Day of Shame
"The Defection of Simas Kudirka" is the sort of movie which you watch either already knowing the true story on which it is based or if you have stumbled across it will go looking for information before hand. As such it almost seems ridiculous to say spoiler alert but technically I should so if on the of chance you feel a burning desire to watch "The Defection of Simas Kudirka" with no knowledge, in which case what are you doing looking for reviews anyway, just watch, it will entertain you.
So as to the story well the simplified version is it is the story of Lithuanian merchant seaman Simas Kudirka, an easy going chap, who on the 23rd November 1970 attempted to defect to America. Whilst the Russian ship he was working on was anchored in American waters near Aquinnah, Massachusetts he leapt 400 feet to the USCGC Vigilant but with poor radio signals and after a 10 hour stalemate Commander Ralph E. Eustis was ordered to allow the KGB to board the boat to remove Kudirka resorting to forceful methods to remove him. Taken back to Russia he was sentenced to 10 years in prison but on further investigation it was discovered that he could claim American citizenship and so in 1974 was released and allowed entry into America.

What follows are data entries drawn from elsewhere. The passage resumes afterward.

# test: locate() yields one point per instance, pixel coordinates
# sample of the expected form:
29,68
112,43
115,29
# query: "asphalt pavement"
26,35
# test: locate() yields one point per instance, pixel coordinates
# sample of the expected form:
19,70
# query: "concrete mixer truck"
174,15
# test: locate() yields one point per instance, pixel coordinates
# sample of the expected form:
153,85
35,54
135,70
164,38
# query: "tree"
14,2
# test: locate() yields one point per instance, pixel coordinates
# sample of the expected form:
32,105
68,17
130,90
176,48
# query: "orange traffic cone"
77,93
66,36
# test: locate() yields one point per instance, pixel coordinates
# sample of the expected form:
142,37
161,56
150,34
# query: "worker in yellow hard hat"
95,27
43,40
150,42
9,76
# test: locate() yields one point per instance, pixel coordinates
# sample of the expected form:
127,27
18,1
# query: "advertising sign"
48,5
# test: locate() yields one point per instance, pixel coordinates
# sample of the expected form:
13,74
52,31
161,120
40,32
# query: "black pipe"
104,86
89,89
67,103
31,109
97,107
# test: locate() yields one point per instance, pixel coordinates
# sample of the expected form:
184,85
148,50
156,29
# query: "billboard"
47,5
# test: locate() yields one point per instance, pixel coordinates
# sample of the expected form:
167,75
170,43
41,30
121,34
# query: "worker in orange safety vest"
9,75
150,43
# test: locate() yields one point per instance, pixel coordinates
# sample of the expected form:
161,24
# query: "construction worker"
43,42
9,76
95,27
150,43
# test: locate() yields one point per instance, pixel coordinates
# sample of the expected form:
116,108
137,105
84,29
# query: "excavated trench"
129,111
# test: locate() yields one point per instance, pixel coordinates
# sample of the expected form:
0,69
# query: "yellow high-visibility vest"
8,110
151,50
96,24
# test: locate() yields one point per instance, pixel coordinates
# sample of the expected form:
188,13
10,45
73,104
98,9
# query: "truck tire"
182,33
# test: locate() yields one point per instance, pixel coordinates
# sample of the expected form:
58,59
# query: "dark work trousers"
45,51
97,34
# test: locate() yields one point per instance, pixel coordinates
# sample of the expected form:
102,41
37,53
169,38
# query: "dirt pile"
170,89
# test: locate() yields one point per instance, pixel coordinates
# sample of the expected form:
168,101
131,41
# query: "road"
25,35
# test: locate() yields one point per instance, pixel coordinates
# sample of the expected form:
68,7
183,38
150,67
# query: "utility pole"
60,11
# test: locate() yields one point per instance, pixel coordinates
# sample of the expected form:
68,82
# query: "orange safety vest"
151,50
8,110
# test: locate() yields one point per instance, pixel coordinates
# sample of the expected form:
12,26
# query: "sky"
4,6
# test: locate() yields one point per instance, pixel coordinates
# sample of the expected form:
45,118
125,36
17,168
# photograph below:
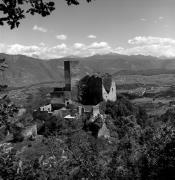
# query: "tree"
15,10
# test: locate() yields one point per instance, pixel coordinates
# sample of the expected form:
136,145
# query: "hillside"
25,70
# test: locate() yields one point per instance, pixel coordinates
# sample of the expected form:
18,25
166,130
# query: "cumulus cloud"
41,29
41,51
83,50
143,45
149,46
78,45
143,19
160,18
91,36
61,37
142,40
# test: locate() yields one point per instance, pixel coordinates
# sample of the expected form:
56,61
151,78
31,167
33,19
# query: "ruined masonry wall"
111,96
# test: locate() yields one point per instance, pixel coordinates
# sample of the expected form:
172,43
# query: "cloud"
79,46
83,50
143,40
92,36
149,46
61,37
139,45
41,29
143,19
40,51
161,18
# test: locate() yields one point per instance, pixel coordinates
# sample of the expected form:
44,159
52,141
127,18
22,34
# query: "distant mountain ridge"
25,70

Now I don't usually tell you the whole story but the story of Simas Kudirka is easy to find and in many ways there is a lot more to it than just this basic story with it being nicely elaborated on in the TV movie "The Defection of Simas Kudirka". To just give you an idea of that elaboration we learn early on that due to Kudirka refusing to rat on his brother-in-law when he was younger he was on the KGB watch list, something which really got to him. There are more of these little things which build up this bigger story of Kudirka but of course the focus is on his attempted defection and director David Lowell Rich handles this nicely so it does have impact but doesn't feel like it is trying to just entertain through the power moments. In fact Rich goes down the route of starting at the end as we see Kudirka being taken out of prison, kept in the dark as to why and left to wonder whether he is going to become another "missing person".

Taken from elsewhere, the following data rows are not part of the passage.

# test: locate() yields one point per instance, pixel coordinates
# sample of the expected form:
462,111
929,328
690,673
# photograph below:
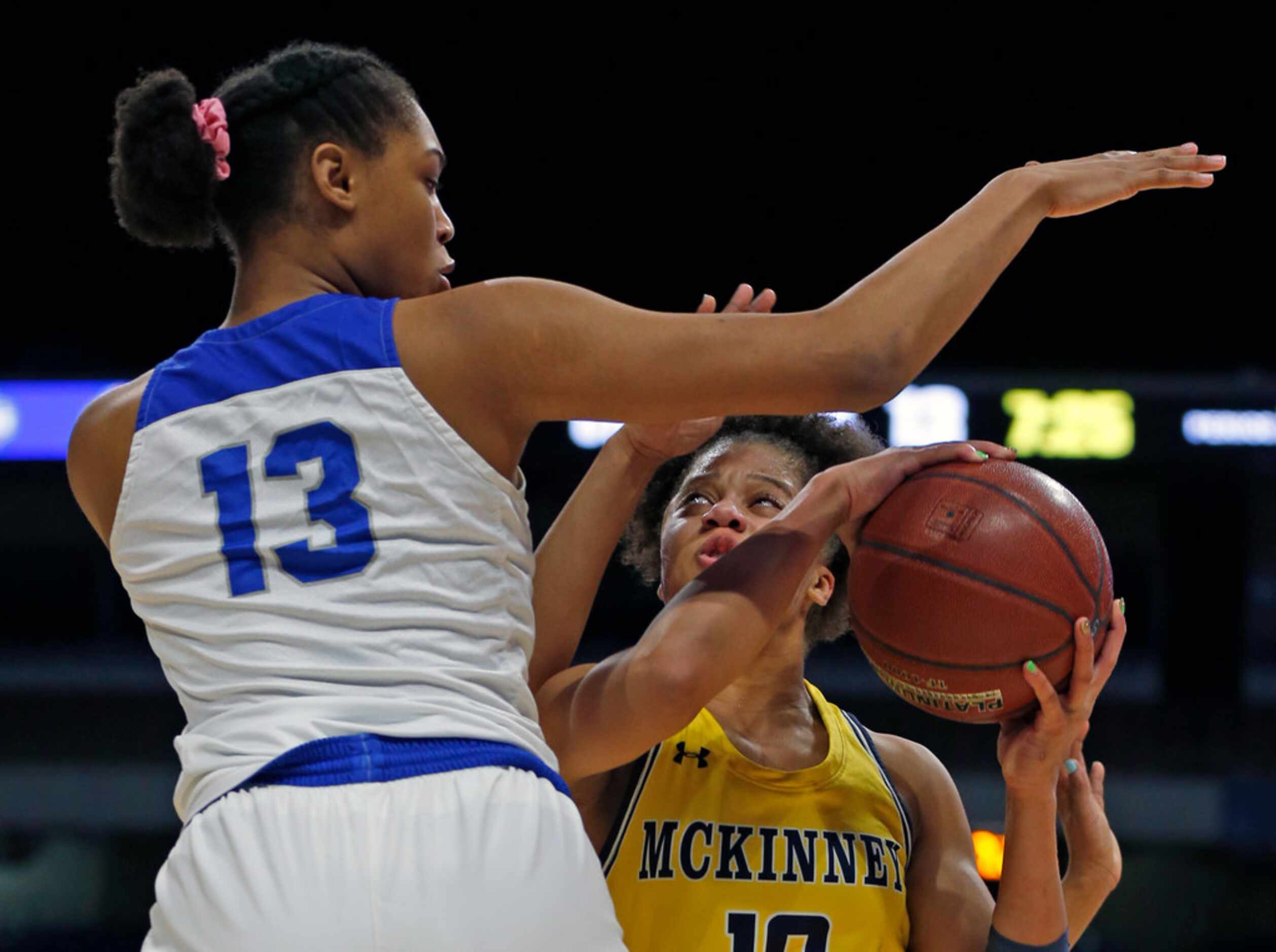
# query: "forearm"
574,553
921,298
1084,901
1030,901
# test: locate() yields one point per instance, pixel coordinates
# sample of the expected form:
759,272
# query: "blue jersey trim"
321,335
374,758
867,743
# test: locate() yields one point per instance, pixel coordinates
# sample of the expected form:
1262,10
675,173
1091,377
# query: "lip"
717,545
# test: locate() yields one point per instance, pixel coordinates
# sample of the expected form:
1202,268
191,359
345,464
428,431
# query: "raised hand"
660,442
1094,854
1031,751
870,480
1081,186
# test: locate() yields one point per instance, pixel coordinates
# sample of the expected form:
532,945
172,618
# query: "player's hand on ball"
870,480
662,442
1081,186
1033,749
1094,854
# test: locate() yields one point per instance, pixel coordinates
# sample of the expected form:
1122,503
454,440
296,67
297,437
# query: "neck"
771,700
271,275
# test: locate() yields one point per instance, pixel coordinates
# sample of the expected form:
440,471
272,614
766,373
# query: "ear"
821,588
331,168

Kudirka's story is fascinating but this TV movie benefits from a great cast with Richard Jordan, Donald Pleasence and George Dzundza all putting in solid characterisations. But the star of "The Defection of Simas Kudirka" is Alan Arkin who manages to create a multi layered character who is easy going but also sick of the system he is forced to live with where his actions are watched by the KGB. It isn't that the character is a complex one; just that Arkin gives him the different layers to make him feel like a real person and someone we feel for.
What this all boils down to is that "The Defection of Simas Kudirka" probably doesn't sound that much of a movie, the story of a defection which goes wrong but it is beautifully directed, wonderfully acted and surprisingly entertaining without losing the impact of the story.